Traceback (most recent call last):
  File "train.py", line 313, in <module>
    main()
  File "train.py", line 302, in main
    trainer = Trainer(args)
  File "train.py", line 76, in __init__
    self.model = torch.nn.DataParallel(self.model, device_ids=[1,2,3]).to(args.cuda)
  File "/home/deshpand/anaconda3/envs/torch_env/lib/python3.8/site-packages/torch/nn/parallel/data_parallel.py", line 145, in __init__
    _check_balance(self.device_ids)
  File "/home/deshpand/anaconda3/envs/torch_env/lib/python3.8/site-packages/torch/nn/parallel/data_parallel.py", line 25, in _check_balance
    dev_props = _get_devices_properties(device_ids)
  File "/home/deshpand/anaconda3/envs/torch_env/lib/python3.8/site-packages/torch/_utils.py", line 577, in _get_devices_properties
    return [_get_device_attr(lambda m: m.get_device_properties(i)) for i in device_ids]
  File "/home/deshpand/anaconda3/envs/torch_env/lib/python3.8/site-packages/torch/_utils.py", line 577, in <listcomp>
    return [_get_device_attr(lambda m: m.get_device_properties(i)) for i in device_ids]
  File "/home/deshpand/anaconda3/envs/torch_env/lib/python3.8/site-packages/torch/_utils.py", line 558, in _get_device_attr
    return get_member(torch.cuda)
  File "/home/deshpand/anaconda3/envs/torch_env/lib/python3.8/site-packages/torch/_utils.py", line 577, in <lambda>
    return [_get_device_attr(lambda m: m.get_device_properties(i)) for i in device_ids]
  File "/home/deshpand/anaconda3/envs/torch_env/lib/python3.8/site-packages/torch/cuda/__init__.py", line 374, in get_device_properties
    raise AssertionError("Invalid device id")
AssertionError: Invalid device id

The line for which i am getting this error is mentioned below.
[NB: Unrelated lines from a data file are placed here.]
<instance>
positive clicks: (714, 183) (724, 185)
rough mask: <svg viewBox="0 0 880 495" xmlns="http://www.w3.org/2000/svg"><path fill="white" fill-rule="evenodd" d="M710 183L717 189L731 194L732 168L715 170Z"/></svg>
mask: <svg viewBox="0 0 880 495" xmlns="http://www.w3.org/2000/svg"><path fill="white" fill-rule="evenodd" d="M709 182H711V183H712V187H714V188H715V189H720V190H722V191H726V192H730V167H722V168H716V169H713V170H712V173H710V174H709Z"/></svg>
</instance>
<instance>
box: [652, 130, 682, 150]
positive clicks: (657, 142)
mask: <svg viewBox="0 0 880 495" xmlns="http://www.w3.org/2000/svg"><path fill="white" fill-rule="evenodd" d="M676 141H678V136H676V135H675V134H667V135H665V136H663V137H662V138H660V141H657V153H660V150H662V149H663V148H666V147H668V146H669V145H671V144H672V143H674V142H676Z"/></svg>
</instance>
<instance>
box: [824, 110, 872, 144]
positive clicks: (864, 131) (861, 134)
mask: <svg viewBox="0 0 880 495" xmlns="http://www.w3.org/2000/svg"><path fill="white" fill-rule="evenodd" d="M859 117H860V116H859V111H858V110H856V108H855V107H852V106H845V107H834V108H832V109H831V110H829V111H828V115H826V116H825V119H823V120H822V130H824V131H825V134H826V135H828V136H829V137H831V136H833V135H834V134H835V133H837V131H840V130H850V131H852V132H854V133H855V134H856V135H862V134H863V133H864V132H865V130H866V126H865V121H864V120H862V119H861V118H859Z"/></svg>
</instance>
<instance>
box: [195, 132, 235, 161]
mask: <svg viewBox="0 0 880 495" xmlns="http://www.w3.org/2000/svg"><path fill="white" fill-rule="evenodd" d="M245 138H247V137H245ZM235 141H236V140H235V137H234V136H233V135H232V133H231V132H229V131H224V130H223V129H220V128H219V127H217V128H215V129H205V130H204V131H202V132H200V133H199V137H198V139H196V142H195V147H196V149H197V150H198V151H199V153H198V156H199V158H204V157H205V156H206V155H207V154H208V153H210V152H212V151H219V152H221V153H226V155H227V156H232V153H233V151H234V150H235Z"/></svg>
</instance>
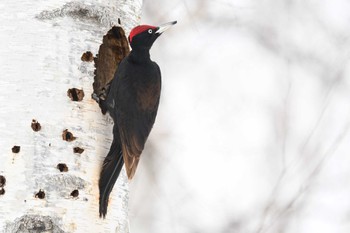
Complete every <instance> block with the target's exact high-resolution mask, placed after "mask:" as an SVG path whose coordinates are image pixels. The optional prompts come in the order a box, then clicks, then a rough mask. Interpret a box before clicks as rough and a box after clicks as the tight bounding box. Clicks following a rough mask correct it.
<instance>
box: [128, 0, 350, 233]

self.model = torch.nn.DataParallel(self.model, device_ids=[1,2,3])

I am using os.environ["CUDA_VISIBLE_DEVICES"] = "1,2,3" in the program.Still I am facing this issue.

Can someone please help me with this?

Solution

At least on my system (Ubuntu 20.04 running torch 1.12.1+cu102) it seems that torch.cuda indexes devices starting from zero based on available devices during initialization, and not on the system device id. So when you hide the first GPU with os.environ and import torch, it thinks that the second, third and fourth devices are actually cuda:0, cuda:1 and cuda:2, hence throwing an error when you try to access cuda:3.